The first week of June sees the city of Chachapoyas indulge in a celebration of the region's culture, that includes dances, cuisine, music, costumes and artwork. Known as Raymi Llacta (or Llaqta), which means 'highland town festival' in Quechua, it has been a fixture on the Northern Peru calendar since 1996.

The Andean Highlands and the Amazon are both represented at Raymi Llacta.

The festival attracts participants from the city's various districts, as well as the surrounding provinces, and has a vibrant mix of pre-Inca, Inca and Colonial traditions, with representatives of Amazonas' highland farming communities, mingling with jungle-dwelling, indigenous communities. A powerful celebration of Amazonas' diverse ethnicity and complex history

Chachapoyas' central square is the focus for much of the festival. 

The first day of the festivities focuses on the region's children, with schools taking part in a costumed parade around the Plaza de Armas, in the centre of Chachapoyas. 
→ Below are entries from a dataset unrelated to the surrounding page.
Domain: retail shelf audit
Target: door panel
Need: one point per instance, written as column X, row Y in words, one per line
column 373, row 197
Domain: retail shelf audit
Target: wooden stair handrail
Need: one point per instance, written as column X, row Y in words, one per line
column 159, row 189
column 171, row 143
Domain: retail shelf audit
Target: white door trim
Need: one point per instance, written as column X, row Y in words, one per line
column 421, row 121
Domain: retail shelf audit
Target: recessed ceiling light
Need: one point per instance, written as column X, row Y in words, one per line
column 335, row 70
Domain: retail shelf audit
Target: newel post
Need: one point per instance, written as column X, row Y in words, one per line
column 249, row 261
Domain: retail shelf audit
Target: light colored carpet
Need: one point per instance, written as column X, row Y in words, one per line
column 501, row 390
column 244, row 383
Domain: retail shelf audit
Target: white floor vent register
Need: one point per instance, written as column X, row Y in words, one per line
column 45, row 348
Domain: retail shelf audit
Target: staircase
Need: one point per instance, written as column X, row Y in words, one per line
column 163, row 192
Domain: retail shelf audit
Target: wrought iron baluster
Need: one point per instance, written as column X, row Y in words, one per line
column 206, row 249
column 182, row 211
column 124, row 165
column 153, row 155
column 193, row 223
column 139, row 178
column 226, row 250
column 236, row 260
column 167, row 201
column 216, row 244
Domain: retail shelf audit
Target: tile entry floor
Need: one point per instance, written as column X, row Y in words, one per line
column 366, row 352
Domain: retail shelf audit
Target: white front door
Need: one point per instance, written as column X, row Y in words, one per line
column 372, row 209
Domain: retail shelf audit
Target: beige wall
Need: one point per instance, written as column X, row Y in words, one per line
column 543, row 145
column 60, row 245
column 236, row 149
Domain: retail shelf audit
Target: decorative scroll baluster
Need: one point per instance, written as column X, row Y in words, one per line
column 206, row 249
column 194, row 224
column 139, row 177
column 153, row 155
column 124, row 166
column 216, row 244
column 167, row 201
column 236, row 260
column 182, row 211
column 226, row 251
The next days, the action moves away from the centre to seven different city neighbourhoods, where inhabitants decorate their houses and offer typical food and drink - such as milk liqueur and guinea pig - to locals and visitors. All accompanied by music and random fireworks, of course. 
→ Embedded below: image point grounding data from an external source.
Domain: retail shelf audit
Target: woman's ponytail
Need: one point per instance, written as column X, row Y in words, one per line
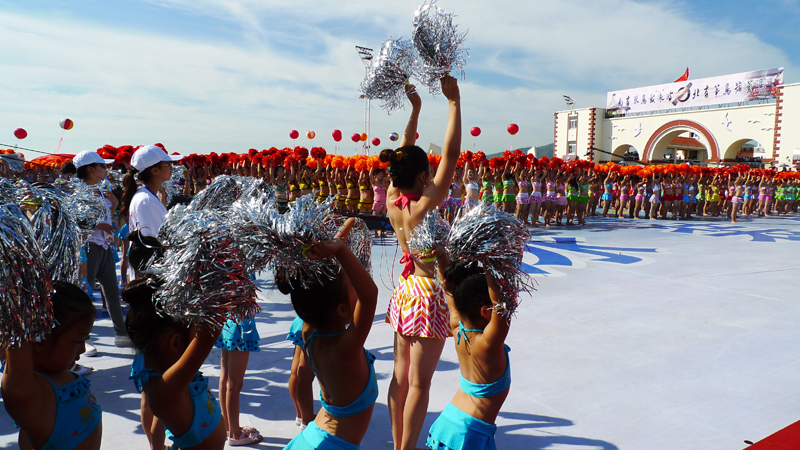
column 405, row 164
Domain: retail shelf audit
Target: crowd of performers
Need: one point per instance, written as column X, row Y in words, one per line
column 544, row 191
column 464, row 297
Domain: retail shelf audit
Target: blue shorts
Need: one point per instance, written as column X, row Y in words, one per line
column 313, row 438
column 456, row 430
column 296, row 333
column 239, row 337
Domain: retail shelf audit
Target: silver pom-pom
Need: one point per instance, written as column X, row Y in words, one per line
column 495, row 239
column 433, row 230
column 302, row 227
column 172, row 186
column 57, row 232
column 205, row 280
column 8, row 191
column 359, row 241
column 26, row 314
column 391, row 69
column 438, row 44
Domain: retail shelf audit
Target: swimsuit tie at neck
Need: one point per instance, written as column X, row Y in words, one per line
column 405, row 200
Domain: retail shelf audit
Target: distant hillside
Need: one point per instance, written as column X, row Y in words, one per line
column 544, row 150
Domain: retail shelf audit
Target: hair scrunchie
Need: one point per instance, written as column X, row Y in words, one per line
column 395, row 169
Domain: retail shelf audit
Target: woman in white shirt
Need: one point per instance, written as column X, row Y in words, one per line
column 151, row 166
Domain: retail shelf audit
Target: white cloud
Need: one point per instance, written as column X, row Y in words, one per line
column 296, row 67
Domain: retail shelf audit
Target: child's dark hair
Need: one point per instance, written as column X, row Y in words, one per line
column 68, row 168
column 405, row 164
column 144, row 323
column 70, row 304
column 142, row 250
column 313, row 300
column 466, row 282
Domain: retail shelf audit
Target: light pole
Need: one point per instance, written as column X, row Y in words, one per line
column 366, row 57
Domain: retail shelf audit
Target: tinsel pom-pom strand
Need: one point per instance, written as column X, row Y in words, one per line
column 26, row 314
column 298, row 230
column 391, row 69
column 433, row 230
column 205, row 280
column 57, row 232
column 497, row 240
column 439, row 45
Traditional dances take many forms, representing Amazonas' many cultural influences. 

The last day of the festival begins at 10am with a parade of all the various and varied communities, in traditional costumes and accompanied by musical bands, around the Plaza de Armas.
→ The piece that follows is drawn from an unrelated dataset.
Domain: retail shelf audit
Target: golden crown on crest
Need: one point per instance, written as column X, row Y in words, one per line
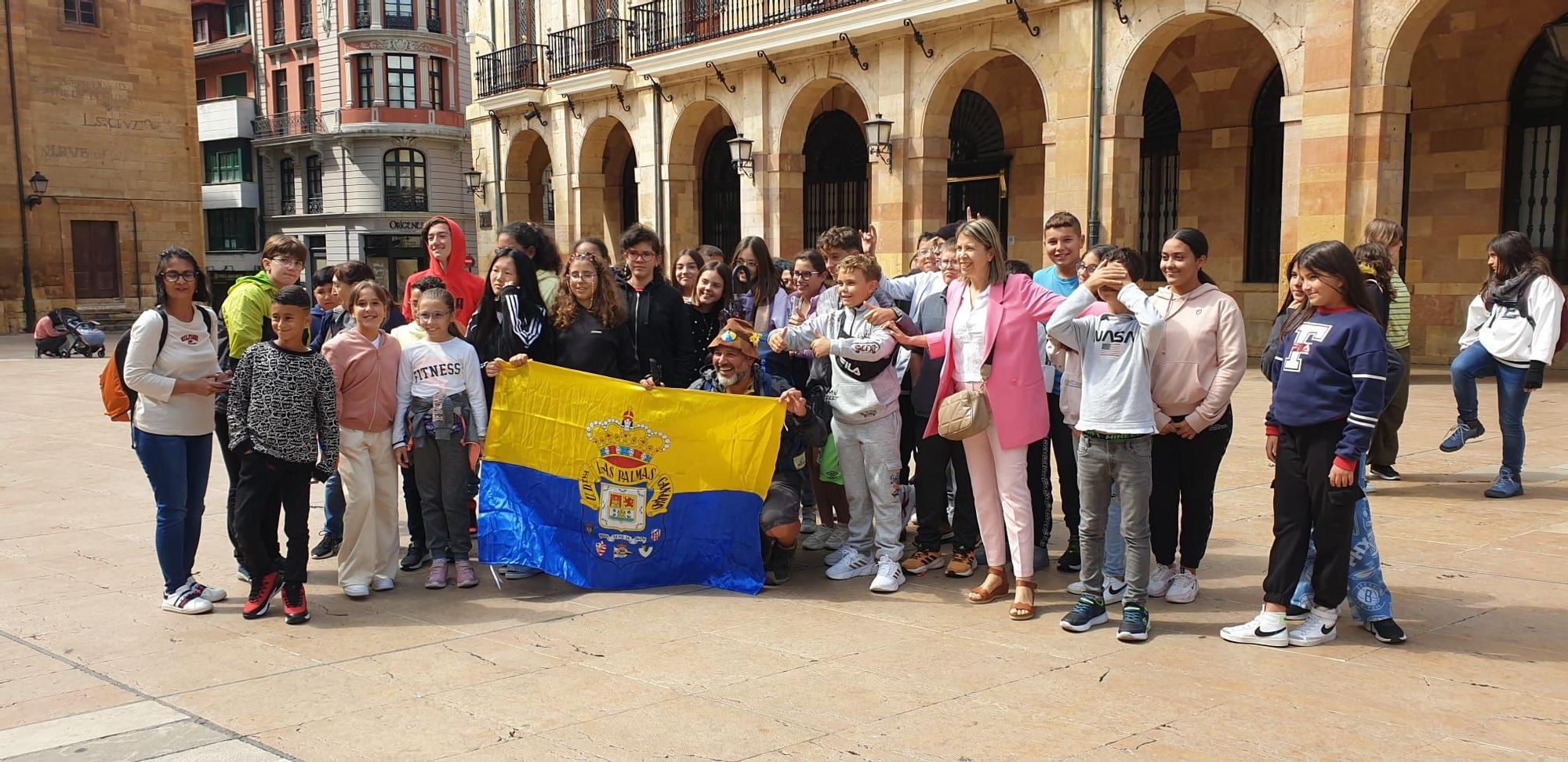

The climax of these activities is Nina Raymi, the Fire Festival, which sees a bonfire lit in each of the four corners of the square, and dances performed around them.

There is also a party in the Coliseo Cerrado, the city's sports stadium, and the celebrations continue long into the night. 

Some 5,000 tourists, mainly from elsewhere in Peru, came to Raymi Llacta in 2015. If you are looking for a quiet, restful time, this may not be the best time to visit Chachapoyas - Peruvians like to celebrate long, hard and noisily! But, for those looking for a unique experience, which will undoubtedly be a feast for all the senses, please ask us about the logistical details of getting and staying there. 

Colonial influences in evidence at Raymi Llacta, with this enactment of a bull fight.